OpenML.org is an open science platform for machine learning, which has recently been awarded 2 Open Science NL grants. On OpenML, we gather datasets, tasks, machine learning algorithms and the results of these algorithms on tasks. That can be used to analyse the behaviour of machine learning algorithms, and when they work well. For more info on OpenML, see the following paper: https://www.sciencedirect.com/science/article/pii/S2666389925001655
Uploading datasets to OpenML can be complicated, and requires significant user experience. This project will aim at building a two-stage pipeline, which brings the human in the loop. This process entails two actors, the dataset owner (who performs step 1 and can be consulted in step 2) and the OpenML community member (who performs step 2). The dataset owner first uploads their dataset in free format to an intermediate system, with all relevant information (in Croissant format) in which it can be further processed by OpenML community members.

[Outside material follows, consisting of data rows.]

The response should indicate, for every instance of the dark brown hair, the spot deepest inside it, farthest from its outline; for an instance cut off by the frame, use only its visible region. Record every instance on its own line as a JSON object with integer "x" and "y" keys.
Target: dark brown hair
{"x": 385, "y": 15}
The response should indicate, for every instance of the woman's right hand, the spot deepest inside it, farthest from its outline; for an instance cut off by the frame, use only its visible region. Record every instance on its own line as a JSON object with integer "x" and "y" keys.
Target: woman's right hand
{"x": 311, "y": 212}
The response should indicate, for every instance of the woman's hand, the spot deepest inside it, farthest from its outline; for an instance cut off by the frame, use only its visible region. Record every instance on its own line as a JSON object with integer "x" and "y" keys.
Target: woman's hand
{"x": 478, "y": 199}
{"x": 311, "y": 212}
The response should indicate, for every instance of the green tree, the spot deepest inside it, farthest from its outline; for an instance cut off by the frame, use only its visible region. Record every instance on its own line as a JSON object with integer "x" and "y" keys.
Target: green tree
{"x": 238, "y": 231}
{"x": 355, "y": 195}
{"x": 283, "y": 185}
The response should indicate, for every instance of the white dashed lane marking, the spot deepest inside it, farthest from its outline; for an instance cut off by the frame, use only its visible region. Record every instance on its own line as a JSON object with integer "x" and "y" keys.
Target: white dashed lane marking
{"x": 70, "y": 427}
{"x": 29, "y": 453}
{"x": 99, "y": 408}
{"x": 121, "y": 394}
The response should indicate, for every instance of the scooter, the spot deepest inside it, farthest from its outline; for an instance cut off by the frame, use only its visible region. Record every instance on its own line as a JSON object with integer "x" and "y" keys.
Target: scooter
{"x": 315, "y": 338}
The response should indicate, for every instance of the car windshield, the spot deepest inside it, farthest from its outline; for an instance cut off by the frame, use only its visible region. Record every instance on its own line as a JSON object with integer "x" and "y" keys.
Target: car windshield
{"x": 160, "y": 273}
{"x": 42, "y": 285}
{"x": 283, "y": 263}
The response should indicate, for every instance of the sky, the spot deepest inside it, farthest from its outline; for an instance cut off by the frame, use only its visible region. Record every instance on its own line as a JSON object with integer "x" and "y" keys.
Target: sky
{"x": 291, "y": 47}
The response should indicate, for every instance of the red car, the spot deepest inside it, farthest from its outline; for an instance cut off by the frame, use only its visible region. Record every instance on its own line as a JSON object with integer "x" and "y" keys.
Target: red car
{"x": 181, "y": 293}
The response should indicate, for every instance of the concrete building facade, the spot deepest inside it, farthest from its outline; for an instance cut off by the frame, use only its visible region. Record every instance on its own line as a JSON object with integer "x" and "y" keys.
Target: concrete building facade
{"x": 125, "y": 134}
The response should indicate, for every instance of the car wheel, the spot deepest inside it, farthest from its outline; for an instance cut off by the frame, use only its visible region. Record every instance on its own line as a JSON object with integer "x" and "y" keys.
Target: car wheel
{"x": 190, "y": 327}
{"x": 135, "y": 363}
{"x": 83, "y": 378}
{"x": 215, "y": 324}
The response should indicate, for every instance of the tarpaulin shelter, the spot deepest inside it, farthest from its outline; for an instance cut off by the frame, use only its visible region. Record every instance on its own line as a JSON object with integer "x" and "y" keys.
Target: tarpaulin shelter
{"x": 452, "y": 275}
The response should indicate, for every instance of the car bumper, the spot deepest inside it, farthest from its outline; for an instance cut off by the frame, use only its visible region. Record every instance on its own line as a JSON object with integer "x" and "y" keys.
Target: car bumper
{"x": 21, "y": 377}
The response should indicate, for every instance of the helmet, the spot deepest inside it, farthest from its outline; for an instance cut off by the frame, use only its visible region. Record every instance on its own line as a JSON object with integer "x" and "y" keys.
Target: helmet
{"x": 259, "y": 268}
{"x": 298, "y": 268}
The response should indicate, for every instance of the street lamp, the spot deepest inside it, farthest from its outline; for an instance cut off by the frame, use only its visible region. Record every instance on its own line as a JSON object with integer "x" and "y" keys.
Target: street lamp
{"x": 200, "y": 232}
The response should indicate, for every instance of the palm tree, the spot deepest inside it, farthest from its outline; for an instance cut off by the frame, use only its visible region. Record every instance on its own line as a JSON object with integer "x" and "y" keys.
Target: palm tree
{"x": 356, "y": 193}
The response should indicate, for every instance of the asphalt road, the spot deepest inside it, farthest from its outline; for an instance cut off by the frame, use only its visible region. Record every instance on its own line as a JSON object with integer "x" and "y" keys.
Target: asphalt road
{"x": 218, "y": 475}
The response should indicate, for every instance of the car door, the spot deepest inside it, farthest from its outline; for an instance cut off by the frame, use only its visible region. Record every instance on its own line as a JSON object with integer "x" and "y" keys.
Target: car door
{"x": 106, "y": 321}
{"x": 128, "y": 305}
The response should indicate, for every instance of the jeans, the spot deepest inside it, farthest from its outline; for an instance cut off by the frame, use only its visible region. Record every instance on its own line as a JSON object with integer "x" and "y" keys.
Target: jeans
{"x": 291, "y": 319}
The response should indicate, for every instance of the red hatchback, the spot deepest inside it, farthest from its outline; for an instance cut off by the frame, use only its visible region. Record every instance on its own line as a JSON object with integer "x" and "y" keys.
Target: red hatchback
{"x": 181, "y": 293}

A web application for this two step approach. Emphasis should lie on the first step, because the second step can be performed by an expert community member. A user should be able to drop a dataset somewhere on a server, along with relevant information (as well as contact information) to store this in Croissant format. It can for example use a GitHub backend, where after uploading the dataset, an issue can be opened in which a discussion between dataset owner and OpenML core member can be held.
The flexibility will then lie at the OpenML community members, who (potentially after contacting the dataset owner) should be able to process the dataset into OpenML format. For simple cases, this can be facilitated by the web application itself. For complicated cases, this is not possible (due the diversity of datasets).
A minimal viable project would entail a flexible pipeline focusing on step 1 and communication interfaces (e.g., GitHub issues) in which the two actors can interact for step 2.